Ketika sepasang mata
Pangeran Prospero menatap sosok yang seperti hantu ini (yang dengan pergerakan
lambat dan khidmat, seolah berusaha mempertahankan perannya, bergerak di antara
penari balet) dia tampak tersentak, dalam pergerakan pertama dengan ketakutan
kuat antara teror atau benci; tapi, selanjutnya, alisnya memerah dengan
kemarahan.
“Siapa yang berani?”
dia bertanya serak pada para bangsawan yang berdiri di dekatnya, “siapa yang
beranu menghina kami dengan cemoohan ini? Tangkap dia dan lepas topengnya,
sehingga kita tahu siapa yang harus kita gantung saat fajar datang, di dinding
menara!”
Itu di kamar biru atau
timur di mana Pangeran Prospero berdiri mengucapkan kata-katanya. Suaranya
mendengking ke seluruh tujuh ruangan dengan keras dan jelas—karena sang
pangeran adalah seorang yang tegas dan kuat, dan suara musik sudah berhenti
pada lambaian tangannya.
Itu di ruangan biru di
mana sang pangeran berdiri, dengan satu kelompok bangsawan pucat di sisinya.
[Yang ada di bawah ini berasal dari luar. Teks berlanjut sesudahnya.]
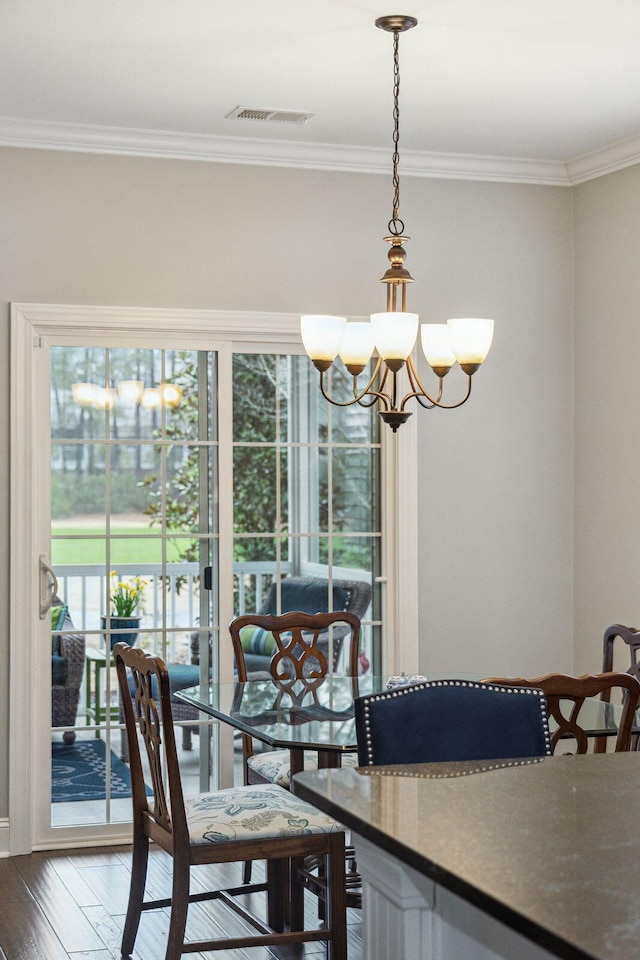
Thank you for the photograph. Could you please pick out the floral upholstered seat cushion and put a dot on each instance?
(252, 813)
(275, 765)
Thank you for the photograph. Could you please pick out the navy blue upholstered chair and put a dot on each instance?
(447, 720)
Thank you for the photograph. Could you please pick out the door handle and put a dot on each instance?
(48, 586)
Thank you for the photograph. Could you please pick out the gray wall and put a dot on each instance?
(496, 476)
(607, 401)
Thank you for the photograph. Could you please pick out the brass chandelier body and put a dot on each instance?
(393, 333)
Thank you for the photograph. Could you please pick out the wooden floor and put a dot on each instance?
(70, 905)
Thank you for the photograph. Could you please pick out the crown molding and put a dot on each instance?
(87, 138)
(617, 156)
(124, 141)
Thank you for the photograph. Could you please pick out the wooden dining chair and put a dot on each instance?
(298, 655)
(566, 696)
(631, 637)
(242, 823)
(447, 720)
(300, 648)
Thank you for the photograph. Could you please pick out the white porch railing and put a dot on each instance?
(174, 600)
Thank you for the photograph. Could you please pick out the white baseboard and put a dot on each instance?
(4, 837)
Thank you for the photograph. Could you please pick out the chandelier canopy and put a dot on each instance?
(392, 334)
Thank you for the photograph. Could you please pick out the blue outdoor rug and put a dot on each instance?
(78, 772)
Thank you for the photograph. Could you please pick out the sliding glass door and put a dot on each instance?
(134, 526)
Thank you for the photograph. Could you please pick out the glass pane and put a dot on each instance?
(254, 397)
(358, 554)
(186, 469)
(133, 551)
(78, 393)
(78, 488)
(134, 487)
(255, 562)
(191, 376)
(254, 489)
(355, 472)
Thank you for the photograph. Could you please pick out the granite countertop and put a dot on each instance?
(550, 847)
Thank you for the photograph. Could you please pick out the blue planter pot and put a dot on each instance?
(121, 624)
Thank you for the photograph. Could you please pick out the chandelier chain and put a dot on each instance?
(396, 226)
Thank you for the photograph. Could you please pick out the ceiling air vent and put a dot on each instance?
(269, 116)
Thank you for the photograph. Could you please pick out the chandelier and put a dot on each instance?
(393, 334)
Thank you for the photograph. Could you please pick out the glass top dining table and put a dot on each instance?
(318, 715)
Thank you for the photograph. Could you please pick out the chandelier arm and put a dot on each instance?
(357, 396)
(418, 388)
(436, 402)
(415, 381)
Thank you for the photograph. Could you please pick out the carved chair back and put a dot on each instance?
(628, 635)
(298, 653)
(299, 662)
(566, 696)
(148, 718)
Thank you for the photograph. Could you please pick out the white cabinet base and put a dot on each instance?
(406, 916)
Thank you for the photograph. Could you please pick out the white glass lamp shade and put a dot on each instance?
(470, 339)
(322, 338)
(395, 336)
(105, 398)
(357, 346)
(84, 394)
(171, 394)
(151, 398)
(436, 346)
(130, 391)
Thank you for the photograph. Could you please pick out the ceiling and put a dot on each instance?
(491, 89)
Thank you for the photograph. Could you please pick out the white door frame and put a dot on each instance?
(34, 327)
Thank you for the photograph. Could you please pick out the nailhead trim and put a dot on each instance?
(407, 691)
(398, 771)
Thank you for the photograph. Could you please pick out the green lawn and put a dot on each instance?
(136, 550)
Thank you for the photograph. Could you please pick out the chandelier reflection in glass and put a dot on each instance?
(127, 392)
(393, 334)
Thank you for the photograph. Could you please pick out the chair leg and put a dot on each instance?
(296, 895)
(139, 861)
(179, 907)
(336, 903)
(277, 884)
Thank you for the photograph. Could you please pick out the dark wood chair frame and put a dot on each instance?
(299, 660)
(630, 636)
(559, 687)
(166, 824)
(298, 657)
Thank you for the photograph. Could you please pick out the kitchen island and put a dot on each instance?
(520, 860)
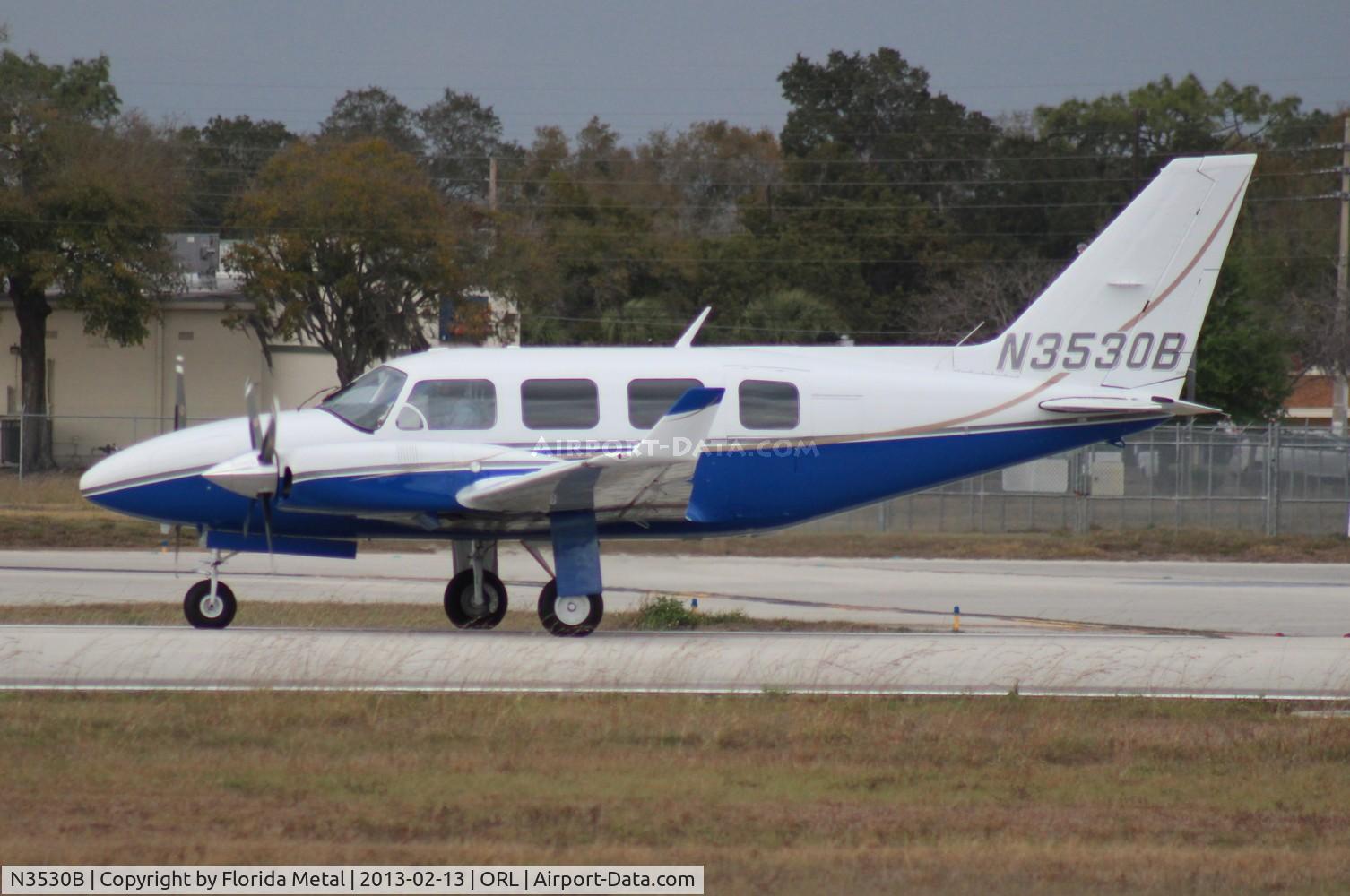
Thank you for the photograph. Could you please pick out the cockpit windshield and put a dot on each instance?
(366, 401)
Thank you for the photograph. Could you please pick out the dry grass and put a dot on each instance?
(1134, 544)
(400, 617)
(784, 795)
(48, 512)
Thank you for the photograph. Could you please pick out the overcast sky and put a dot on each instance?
(643, 65)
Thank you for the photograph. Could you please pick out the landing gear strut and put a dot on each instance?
(210, 603)
(475, 598)
(480, 607)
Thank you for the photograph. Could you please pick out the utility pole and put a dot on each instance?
(1341, 389)
(491, 183)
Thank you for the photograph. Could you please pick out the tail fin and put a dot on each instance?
(1128, 312)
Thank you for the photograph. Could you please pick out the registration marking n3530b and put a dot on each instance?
(1079, 351)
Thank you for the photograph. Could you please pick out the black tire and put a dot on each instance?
(199, 610)
(459, 600)
(549, 610)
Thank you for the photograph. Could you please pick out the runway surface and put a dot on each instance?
(1163, 629)
(128, 658)
(994, 595)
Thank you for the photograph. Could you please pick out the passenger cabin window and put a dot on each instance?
(368, 400)
(768, 404)
(648, 400)
(559, 404)
(450, 404)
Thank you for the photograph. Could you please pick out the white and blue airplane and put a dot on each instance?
(571, 445)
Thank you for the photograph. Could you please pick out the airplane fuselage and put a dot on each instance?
(800, 434)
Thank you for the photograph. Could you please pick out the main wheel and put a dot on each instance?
(568, 617)
(462, 607)
(205, 611)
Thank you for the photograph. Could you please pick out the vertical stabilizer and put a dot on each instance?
(1128, 312)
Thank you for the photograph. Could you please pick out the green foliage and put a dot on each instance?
(1243, 358)
(226, 157)
(352, 250)
(373, 114)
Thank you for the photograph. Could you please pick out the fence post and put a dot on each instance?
(1273, 487)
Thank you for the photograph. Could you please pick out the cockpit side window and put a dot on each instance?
(648, 400)
(366, 401)
(453, 404)
(768, 404)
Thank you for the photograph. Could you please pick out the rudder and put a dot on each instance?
(1128, 312)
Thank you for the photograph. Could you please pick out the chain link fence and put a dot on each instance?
(77, 442)
(1273, 479)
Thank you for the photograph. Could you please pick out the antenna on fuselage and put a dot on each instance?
(688, 338)
(968, 335)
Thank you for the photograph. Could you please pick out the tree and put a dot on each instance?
(84, 197)
(350, 248)
(224, 157)
(461, 136)
(373, 112)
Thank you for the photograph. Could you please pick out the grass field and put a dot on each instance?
(774, 794)
(48, 512)
(656, 614)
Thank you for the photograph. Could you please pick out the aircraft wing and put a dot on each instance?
(653, 480)
(1106, 404)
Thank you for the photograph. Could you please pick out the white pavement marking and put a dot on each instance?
(130, 658)
(1307, 599)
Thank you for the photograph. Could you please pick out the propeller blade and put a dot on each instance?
(266, 528)
(251, 400)
(269, 437)
(180, 405)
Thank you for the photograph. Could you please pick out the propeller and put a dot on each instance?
(180, 421)
(256, 472)
(264, 440)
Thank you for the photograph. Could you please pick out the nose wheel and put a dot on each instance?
(469, 607)
(570, 617)
(210, 610)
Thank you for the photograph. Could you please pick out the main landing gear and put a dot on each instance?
(570, 605)
(570, 617)
(210, 603)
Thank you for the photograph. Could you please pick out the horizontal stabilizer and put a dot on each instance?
(1126, 405)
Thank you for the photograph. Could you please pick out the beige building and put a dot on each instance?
(104, 396)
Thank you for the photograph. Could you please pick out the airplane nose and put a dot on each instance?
(163, 458)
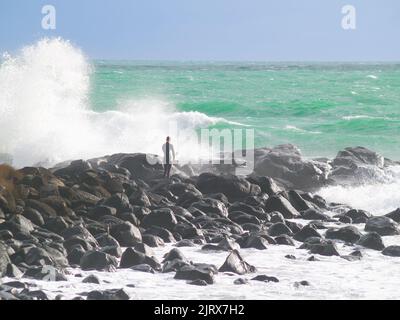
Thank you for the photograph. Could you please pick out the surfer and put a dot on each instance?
(168, 150)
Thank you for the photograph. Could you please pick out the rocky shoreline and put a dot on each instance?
(111, 213)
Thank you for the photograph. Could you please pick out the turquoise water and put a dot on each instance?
(322, 108)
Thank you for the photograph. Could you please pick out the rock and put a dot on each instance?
(235, 263)
(382, 225)
(241, 281)
(348, 234)
(278, 229)
(91, 279)
(314, 214)
(358, 216)
(174, 254)
(324, 249)
(191, 272)
(143, 268)
(96, 260)
(392, 251)
(164, 218)
(394, 215)
(113, 294)
(34, 216)
(232, 186)
(126, 234)
(131, 258)
(211, 206)
(284, 240)
(265, 278)
(305, 233)
(372, 240)
(282, 205)
(101, 211)
(198, 282)
(286, 163)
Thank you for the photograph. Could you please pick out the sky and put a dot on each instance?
(210, 30)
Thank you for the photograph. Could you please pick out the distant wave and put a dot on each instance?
(294, 128)
(45, 116)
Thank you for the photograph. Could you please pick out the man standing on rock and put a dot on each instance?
(168, 150)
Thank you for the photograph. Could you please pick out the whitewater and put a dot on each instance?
(46, 116)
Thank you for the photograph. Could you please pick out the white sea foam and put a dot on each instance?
(45, 115)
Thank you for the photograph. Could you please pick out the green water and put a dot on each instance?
(321, 108)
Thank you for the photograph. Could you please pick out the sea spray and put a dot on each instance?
(46, 116)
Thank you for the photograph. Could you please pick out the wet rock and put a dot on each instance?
(198, 282)
(284, 240)
(392, 251)
(278, 229)
(348, 234)
(126, 234)
(91, 279)
(164, 218)
(394, 215)
(131, 258)
(96, 260)
(193, 273)
(372, 240)
(265, 278)
(382, 225)
(282, 205)
(112, 294)
(235, 263)
(358, 216)
(305, 233)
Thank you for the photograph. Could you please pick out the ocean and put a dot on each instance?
(56, 104)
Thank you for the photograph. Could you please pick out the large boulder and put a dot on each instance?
(348, 234)
(286, 164)
(382, 225)
(235, 263)
(233, 187)
(282, 205)
(372, 240)
(126, 234)
(96, 260)
(164, 218)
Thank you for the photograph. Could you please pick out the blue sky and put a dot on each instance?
(280, 30)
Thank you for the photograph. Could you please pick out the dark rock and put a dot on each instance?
(392, 251)
(348, 234)
(314, 214)
(358, 216)
(126, 234)
(131, 258)
(241, 281)
(164, 218)
(190, 272)
(284, 240)
(372, 240)
(382, 225)
(235, 263)
(96, 260)
(143, 268)
(113, 294)
(305, 233)
(265, 278)
(394, 215)
(282, 205)
(278, 229)
(91, 279)
(198, 282)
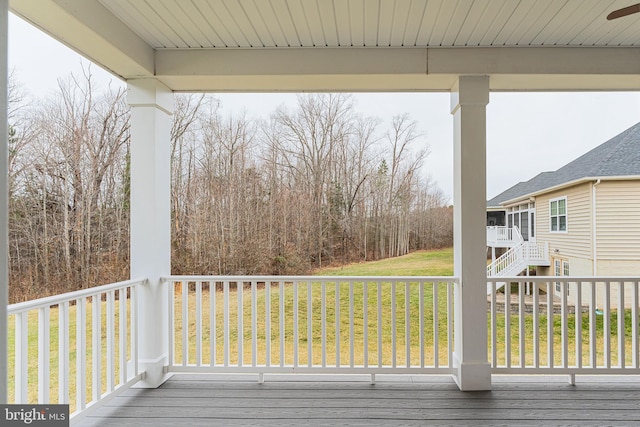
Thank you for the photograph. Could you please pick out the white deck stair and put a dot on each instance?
(517, 259)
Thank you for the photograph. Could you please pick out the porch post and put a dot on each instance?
(4, 198)
(151, 108)
(469, 98)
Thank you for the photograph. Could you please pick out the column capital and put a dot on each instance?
(469, 90)
(150, 93)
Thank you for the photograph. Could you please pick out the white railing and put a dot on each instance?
(74, 348)
(311, 324)
(570, 325)
(518, 258)
(503, 236)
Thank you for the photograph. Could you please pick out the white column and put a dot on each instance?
(469, 99)
(151, 108)
(4, 198)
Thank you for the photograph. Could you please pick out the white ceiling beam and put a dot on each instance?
(398, 69)
(535, 60)
(291, 61)
(93, 31)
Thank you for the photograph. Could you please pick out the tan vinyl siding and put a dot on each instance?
(618, 220)
(576, 241)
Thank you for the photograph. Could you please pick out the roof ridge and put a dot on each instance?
(618, 156)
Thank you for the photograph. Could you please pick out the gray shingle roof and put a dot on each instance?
(619, 156)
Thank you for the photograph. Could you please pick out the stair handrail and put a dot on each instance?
(514, 254)
(517, 236)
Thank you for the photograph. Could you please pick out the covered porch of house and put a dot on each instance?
(148, 332)
(232, 400)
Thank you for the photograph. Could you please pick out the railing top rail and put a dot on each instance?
(313, 278)
(69, 296)
(545, 279)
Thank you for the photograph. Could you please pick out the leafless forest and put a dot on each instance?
(309, 186)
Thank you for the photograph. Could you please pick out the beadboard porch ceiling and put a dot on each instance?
(351, 45)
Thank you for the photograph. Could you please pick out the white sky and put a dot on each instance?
(527, 133)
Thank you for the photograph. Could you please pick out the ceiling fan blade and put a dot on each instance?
(624, 12)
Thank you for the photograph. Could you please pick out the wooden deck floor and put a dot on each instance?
(201, 400)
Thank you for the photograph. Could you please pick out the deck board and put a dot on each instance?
(199, 400)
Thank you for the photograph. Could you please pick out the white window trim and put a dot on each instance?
(566, 215)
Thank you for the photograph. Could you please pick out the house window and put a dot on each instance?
(533, 225)
(561, 268)
(558, 214)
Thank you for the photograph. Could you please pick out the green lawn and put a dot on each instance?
(422, 263)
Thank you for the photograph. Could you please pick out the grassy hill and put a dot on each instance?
(421, 263)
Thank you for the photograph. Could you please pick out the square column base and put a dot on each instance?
(154, 375)
(471, 376)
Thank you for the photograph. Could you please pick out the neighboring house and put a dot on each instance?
(587, 213)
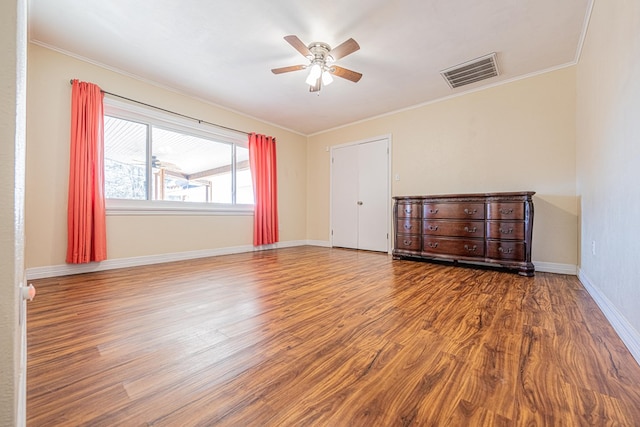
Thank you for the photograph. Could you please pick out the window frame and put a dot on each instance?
(173, 122)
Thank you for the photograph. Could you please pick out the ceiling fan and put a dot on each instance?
(321, 58)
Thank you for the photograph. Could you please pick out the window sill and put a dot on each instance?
(157, 207)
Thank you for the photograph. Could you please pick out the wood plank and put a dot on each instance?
(319, 336)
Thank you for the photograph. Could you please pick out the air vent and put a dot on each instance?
(472, 71)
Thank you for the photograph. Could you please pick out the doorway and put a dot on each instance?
(360, 195)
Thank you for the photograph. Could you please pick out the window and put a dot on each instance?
(159, 163)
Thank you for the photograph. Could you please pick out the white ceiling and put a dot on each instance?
(223, 51)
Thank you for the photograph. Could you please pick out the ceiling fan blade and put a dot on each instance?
(288, 69)
(298, 45)
(344, 49)
(354, 76)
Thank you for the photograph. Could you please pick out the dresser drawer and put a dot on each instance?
(505, 210)
(454, 210)
(408, 226)
(505, 230)
(455, 247)
(408, 242)
(512, 251)
(434, 227)
(409, 210)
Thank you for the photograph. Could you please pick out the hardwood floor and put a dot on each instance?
(318, 336)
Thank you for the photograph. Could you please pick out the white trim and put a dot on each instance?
(627, 333)
(551, 267)
(585, 28)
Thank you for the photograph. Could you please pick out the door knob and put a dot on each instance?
(28, 292)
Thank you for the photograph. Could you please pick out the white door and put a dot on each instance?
(360, 196)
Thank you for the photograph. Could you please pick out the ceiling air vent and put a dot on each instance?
(472, 71)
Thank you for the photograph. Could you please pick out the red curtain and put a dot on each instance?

Pertama-tama, saat ia bicara, ada pergerakan menggebu dari grup ini di arah si
penyusup, yang sekarang, dengan langkah yang agung dan disengaja, lebih dekat
dengan pembicara. Tapi dari kekaguman tanpa nama tertentu yang mana asumsi gila
dari pemain sandiwara bisu telah menginspirasi pesta, tidak ada satu pun yang bergerak
untuk menangkapnya; sehingga, dengan leluasa, ia mendekati sang pangeran hingga
berjarak satu yard; dan, sementara kerumunan, seakan dengan satu dorongan,
begeser dari tengah ruangan ke dinding, ia membuat jalannya tak terganggu, tapi
dengan langkah terukur dan khidmat yang sama yang berbeda dengan awal, melalui
kamar biru ke ungun—melalui ungu ke hijau—melaui hijau ke jingga—melalui ini
lagi ke putih—dan dari situ ke lembayung, sebelum pergerakan dibuat untuk
menangkapnya.
Tetapi pada saat itulah,
Pangeran Prospero, menggila dengan amarah dan rasa malu akibat kepengecutannya
sendiri, maju tergesa-gera melalui enam kamar, sementara tidak ada yang
mengikutinya sebab teror mematikan telah merenggut semuanya. Ia mengangkat
tinggi sebuah pisau belati, dan mendekat, dalam terburu nafsu, hingga tiga atau
empat kaki dari figur yang tengah berjalan, ketika kemudian, telah mencapai
pinggiran apartemen beludru, sosok itu berbalik tiba-tiba dan mengkonfrontasi
orang yang mengikutinya. Ada jeritan tajam—dan pisau belati terjatuh pada
karpet kulit musang, yang mana, sesaat kemudian, Pangeran Prospero jatuh
bersujud dalam kematian. Kemudian, memicu keberanian liar yang berasal dari
keputusasaan, kerumunan peserta pesta seketika menyerbu ke apartemen hitam,
dan, menangkap sang pemain sandiwara bisu, yang sosok tingginya berdiri tegak
dan bergeming di bawah bayangan jam eboni, terkesiap dalam kengerian yang tidak
biasa saat mengetahui pakaian orang mati dan topeng berbentuk mayat yang mereka
tangani dengan kekasaran yang bengis, tidak memiliki wujud yang nyata.
Dan sekarang dibenarkan
keberadaan sang Kematian Merah. Ia datang seperti pencuri di malam hari. Dan
satu demi satu peserta pesta berjatuhan dalam aula bersimbah darah, dan mati
dalam postur yang putus-asa. Dan kehidupan dari jam eboni padam bersama dengan
gay terakhir. Dan api dari tripod sirna. Dan Kegelapan dan Kebusukan dan sang
Kematian Merah menggenggam dominasi tak terbatas atas semua.